= Html2Doc
image:https://img.shields.io/gem/v/html2doc.svg["Gem Version", link="https://rubygems.org/gems/html2doc"]
image:https://img.shields.io/travis/riboseinc/html2doc/master.svg["Build Status", link="https://travis-ci.org/riboseinc/html2doc"]
image:https://codeclimate.com/github/riboseinc/html2doc/badges/gpa.svg["Code Climate", link="https://codeclimate.com/github/riboseinc/html2doc"]
Gem to convert an HTML document into a Word document (.doc) format. This is intended for automated generation of Microsoft Word documents, given HTML documents, which are mmuch more readily crafted.

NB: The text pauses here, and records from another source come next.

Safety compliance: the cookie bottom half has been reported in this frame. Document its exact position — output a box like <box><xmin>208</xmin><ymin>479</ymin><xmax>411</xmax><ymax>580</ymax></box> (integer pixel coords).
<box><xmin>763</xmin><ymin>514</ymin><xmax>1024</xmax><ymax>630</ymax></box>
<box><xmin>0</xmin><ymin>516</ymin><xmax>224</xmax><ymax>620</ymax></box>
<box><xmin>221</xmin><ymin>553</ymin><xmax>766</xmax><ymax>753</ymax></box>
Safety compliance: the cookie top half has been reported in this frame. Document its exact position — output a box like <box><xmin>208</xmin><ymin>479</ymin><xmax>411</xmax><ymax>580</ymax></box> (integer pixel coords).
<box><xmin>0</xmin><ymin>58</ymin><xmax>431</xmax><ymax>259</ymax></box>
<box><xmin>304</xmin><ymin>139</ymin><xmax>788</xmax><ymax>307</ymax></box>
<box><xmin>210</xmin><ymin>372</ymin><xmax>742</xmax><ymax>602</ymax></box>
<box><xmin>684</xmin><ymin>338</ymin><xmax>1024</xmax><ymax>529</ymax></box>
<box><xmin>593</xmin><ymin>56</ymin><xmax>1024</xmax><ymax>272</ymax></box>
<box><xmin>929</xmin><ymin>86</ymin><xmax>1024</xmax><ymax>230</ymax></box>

This gem originated out of https://github.com/riboseinc/asciidoctor-iso, which creates a Word document from a Microsoft HTML document (created in turn by processing Asciidoc). The Microsoft HTML document is already quite close to Microsoft Word requirements, but future iterations of this gem will become more generic.
This work is driven by the Word document generation procedure documented in http://sebsauvage.net/wiki/doku.php?id=word_document_generation
The gem currently does the following:
* Convert any AsciiMath and MathML to Word's native mathematical formatting language.
* Identify any footnotes in the document (through hyperlinks with `class = "Footnote"` or `epub:type = "footnote"`), and render them as Microsoft Word footnotes.
* Resize any images in the HTML file to fit within the maximum page size. (Word will otherwise crash on reading the document.)
* Generate a filelist.xml listing of all files to be bundled into the Word document.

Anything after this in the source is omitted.